Florence Seyvos qui vient de faire paraitre "une bête aux aguets se souvient de tout. Absolument de tout. De la solitude, la mélancolie, les rêves, les secrets. De ce monde effrayant qui remue doucement derrière les rideaux, de l’autre côté d’une porte, prêt à submerger l’apparente tranquillité du paysage quotidien.

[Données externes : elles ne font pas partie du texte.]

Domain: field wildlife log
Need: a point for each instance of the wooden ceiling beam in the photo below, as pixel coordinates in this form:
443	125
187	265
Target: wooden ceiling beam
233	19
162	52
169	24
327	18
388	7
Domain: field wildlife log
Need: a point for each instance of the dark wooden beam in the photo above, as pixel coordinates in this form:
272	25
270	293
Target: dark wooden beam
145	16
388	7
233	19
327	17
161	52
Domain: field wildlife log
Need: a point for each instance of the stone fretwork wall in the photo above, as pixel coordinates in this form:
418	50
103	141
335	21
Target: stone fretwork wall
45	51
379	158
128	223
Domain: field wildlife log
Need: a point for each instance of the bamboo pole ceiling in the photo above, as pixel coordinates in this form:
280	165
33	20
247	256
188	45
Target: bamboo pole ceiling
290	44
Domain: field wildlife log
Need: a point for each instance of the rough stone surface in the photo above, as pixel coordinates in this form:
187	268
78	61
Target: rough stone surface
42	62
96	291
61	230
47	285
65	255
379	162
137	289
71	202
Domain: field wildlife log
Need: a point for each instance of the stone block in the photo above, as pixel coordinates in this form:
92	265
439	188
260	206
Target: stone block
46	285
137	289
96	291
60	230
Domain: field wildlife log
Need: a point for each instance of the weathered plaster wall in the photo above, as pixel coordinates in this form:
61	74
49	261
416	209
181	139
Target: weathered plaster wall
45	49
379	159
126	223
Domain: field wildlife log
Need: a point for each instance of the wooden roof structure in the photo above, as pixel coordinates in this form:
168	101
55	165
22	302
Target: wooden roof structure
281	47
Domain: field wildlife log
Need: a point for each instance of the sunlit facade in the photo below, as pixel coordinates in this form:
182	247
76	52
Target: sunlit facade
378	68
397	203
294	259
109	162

Florence Seyvos auteure d’ "Une bête aux aguets" (L'Olivier).
Florence Seyvos auteure d’ "Une bête aux aguets" (L'Olivier). © Patrice Normand

Cet âge, que les parents nomment « ingrat », et durant lequel on souffre chaque jour avec une intensité qu’on s’imagine à soi seul réservée. Plus vraiment enfant, pas encore adulte, notre être en métamorphose, qui n’en finit pas de se forger une carapace, s’observe avec une honte brûlante dans un miroir déformant. Jusqu’à douze ans chacun habite le monde avec aisance. Passé cet âge, un sentiment de perte irrémédiable nous envahit. Devenir grand, comme on dit, c’est se rogner les ailes. Flannery O’Connor, qui n’a écrit que sur cette déchirure, affirme qu’une fois franchi ce seuil, l’être humain entre en déclin. Mais - faut-il en être rassuré ?- une fois adulte, peu s’en souviennent encore.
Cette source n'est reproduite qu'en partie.